Secret Garden
Panama City. La signora Mercedes, anziana con un passato di imprenditrice di successo, è più che benestante. Purtroppo anche malata, tanto da aver bisogno di una badante al suo fianco. Ana Maria, in stato interessante, si offre disponibile, desiderosa della documentazione per poter restare in quello stato. Il contratto è stipulato. Mercedes detta Mecha ha un appartamento molto grande, comprensivo di un bellissimo giardino. Un giardino dove due persone estranee verranno a contatto, conoscendosi in profondità e svelandosi l’un l’altra senza remore.
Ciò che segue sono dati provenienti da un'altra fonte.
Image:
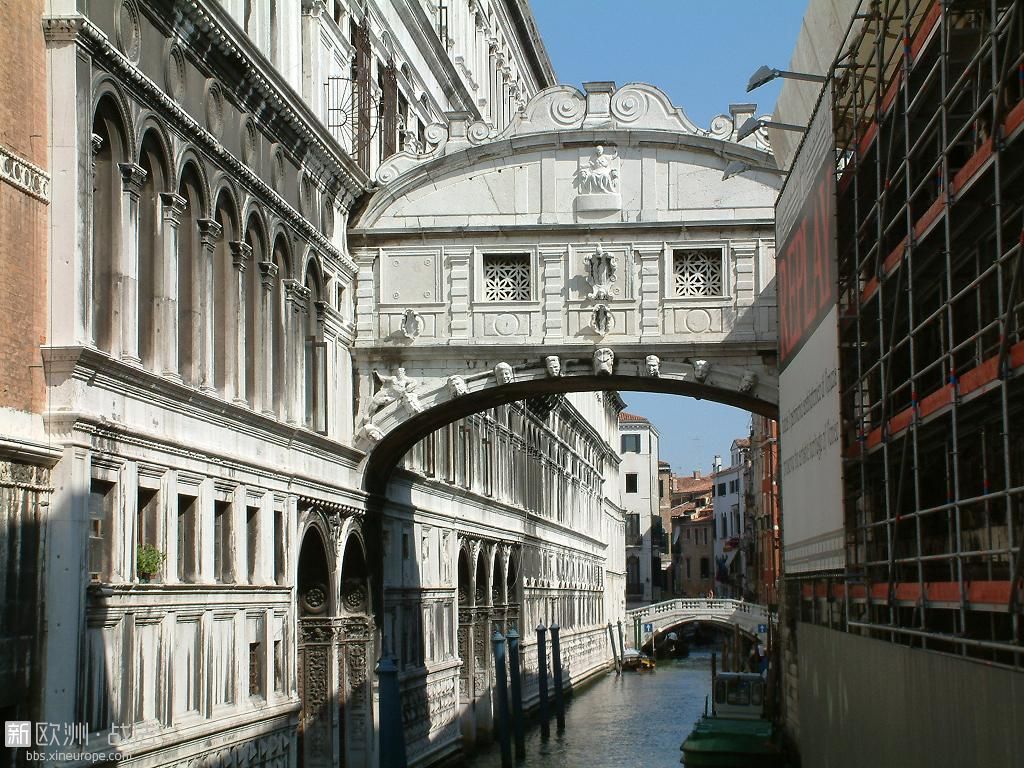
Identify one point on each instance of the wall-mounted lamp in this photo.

La regista Ana Endara – un passato da documentarista che si nota – esordisce sulla lunga distanza con un’opera che si rivela una piccola perla. Due persone, una malata ed una silenziosa, lontane sia come carattere che classe sociale, trovano una chiave per creare un rapporto. A far da cornice un giardino ampio e curato, con la vegetazione e la fauna che lo abita studiata nei minimi particolari. Querido trópico – presentato nel concorso Progressive Cinema della Festa del Cinema di Roma 2024 – non è altro che questo: poche parole e tanti silenzi. E gli sguardi che servono alle persone per comunicare. Un’opera prima delicata e profonda, capace di raccontare sorprese e piccoli colpi di scena in maniera sommessa, quasi facessero parte della quotidianità in modi più che naturali. Al contrario, ad una lettura maggiormente intima, divengono punti fondamentali del rapporto tra Mercedes e Ana Maria, di cui la regia di Ana Endara usa il crescendo affettivo a mo’ di punteggiatura del film. Il cui punto di forza è proprio quello di catturare lo sguardo spettatoriale con la sola forza dell’empatia, tramite quel sentimento da molti ormai considerato vetusto chiamato solidarietà. Uno scambio di impatto normalissimo nella routine di giornate che si susseguono, apparentemente prive di importanza: Ana Maria aiuta Mercedes nello sbrigare le faccende quotidiane; Mercedes aiuta Ana Maria con suo bagaglio di esperienze, anche se la malattia (probabilmente una forma di Alzheimer ormai allo stadio conclusivo) crea molti problemi tra le due. Difficoltà che comunque fanno parte di un percorso che entrambe le donne affrontano con impegno e coraggio. In vista di un epilogo prevedibile che però riesce a toccare il cuore di coloro che ancora riescono a commuoversi al cinema, quando una storia di finzione viene girata con una delicatezza tale da farla sembrare autentica.
Probabili riconoscimenti in arrivo sia per Querido trópico (Amorevole tropico), inteso come film, che per le due splendide attrici protagoniste, Paulina García (Mecha) e Jenny Navarrete (Ana Maria), encomiabili nelle loro performance assolutamente aderenti al reale. Se troverà una distribuzione nostrana, un’opera da non lasciarsi sfuggire.